From examining the habits of the blackberry’s canes, to the color of their flowers, to even looking at the seeds under a microscope because different varieties have differently shaped seeds, I tried everything. I never came to any definitive conclusions. So we made a shot in the dark and did our best.
A year later, and I’m not any closer to determining the variety, nor can I remember what method of pruning we even settled upon (not that it did the brambles any favors for our harvest was incredibly meager.)
So we settled on doing it the way all the Amish in our area prune their thornless blackberries, regardless of cane habit. It is incredibly easy to do (and remember!) And since we had a bumper crop the year we moved in here (when the brambles had been Amish-pruned blackberries), I hoped they would do much better!
Since we first began to prune blackberries using this method, the years where the flowers weren’t weather-damaged we have had fantastic harvests. Last year, I had so many berries I had enough to eat fresh, make into a beautiful jam, and ferment into the most amazing Blackberry Melomel.
How to Prune Blackberries
• Select 4-6 healthy, thick-stemmed canes to keep and then remove the rest. Show above is before of one blackberry plant, below is after where I saved the best 5 canes.

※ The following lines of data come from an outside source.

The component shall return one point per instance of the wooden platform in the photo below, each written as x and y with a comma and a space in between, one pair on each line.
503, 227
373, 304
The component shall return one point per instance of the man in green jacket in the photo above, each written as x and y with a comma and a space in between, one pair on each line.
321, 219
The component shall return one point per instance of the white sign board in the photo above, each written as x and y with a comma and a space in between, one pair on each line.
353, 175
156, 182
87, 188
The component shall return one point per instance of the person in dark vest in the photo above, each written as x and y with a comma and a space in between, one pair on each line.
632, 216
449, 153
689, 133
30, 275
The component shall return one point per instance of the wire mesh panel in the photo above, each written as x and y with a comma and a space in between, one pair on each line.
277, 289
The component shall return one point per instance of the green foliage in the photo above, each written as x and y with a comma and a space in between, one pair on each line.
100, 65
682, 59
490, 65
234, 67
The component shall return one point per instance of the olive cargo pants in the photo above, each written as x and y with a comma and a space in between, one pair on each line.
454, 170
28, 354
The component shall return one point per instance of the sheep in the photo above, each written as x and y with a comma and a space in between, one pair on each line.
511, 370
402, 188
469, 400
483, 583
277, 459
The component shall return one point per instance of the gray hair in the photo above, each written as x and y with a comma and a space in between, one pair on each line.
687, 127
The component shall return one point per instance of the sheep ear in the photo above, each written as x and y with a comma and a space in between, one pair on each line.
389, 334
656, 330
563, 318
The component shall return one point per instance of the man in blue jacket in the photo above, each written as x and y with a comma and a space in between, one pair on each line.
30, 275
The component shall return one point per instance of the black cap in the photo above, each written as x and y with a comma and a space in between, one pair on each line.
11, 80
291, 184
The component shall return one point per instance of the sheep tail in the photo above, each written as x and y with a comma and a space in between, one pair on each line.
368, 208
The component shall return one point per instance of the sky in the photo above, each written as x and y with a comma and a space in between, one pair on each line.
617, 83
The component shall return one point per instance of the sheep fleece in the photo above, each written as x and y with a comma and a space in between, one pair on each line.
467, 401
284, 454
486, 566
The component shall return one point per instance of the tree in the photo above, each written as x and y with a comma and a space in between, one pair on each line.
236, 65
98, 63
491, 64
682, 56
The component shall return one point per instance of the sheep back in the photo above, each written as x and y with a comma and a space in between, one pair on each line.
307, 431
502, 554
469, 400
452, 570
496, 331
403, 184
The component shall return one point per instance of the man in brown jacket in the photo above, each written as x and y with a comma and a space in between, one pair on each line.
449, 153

• Remove all laterals between 12-18″ from the ground. (See above photo.)
Shorten the height of long canes by cutting them back to 5-6 feet tall. (Not pictured.) That’s pretty easy. For most of us, we can just trim them back to our body height. Unless you’re over 6 feet tall. Either way, I bet my canes will be shorter than yours.
• Trim back all remaining laterals to 12-18″ long. (Pictured above.) So that would be any and all laterals on each cane that are above that 12-18″ mark in Step #2.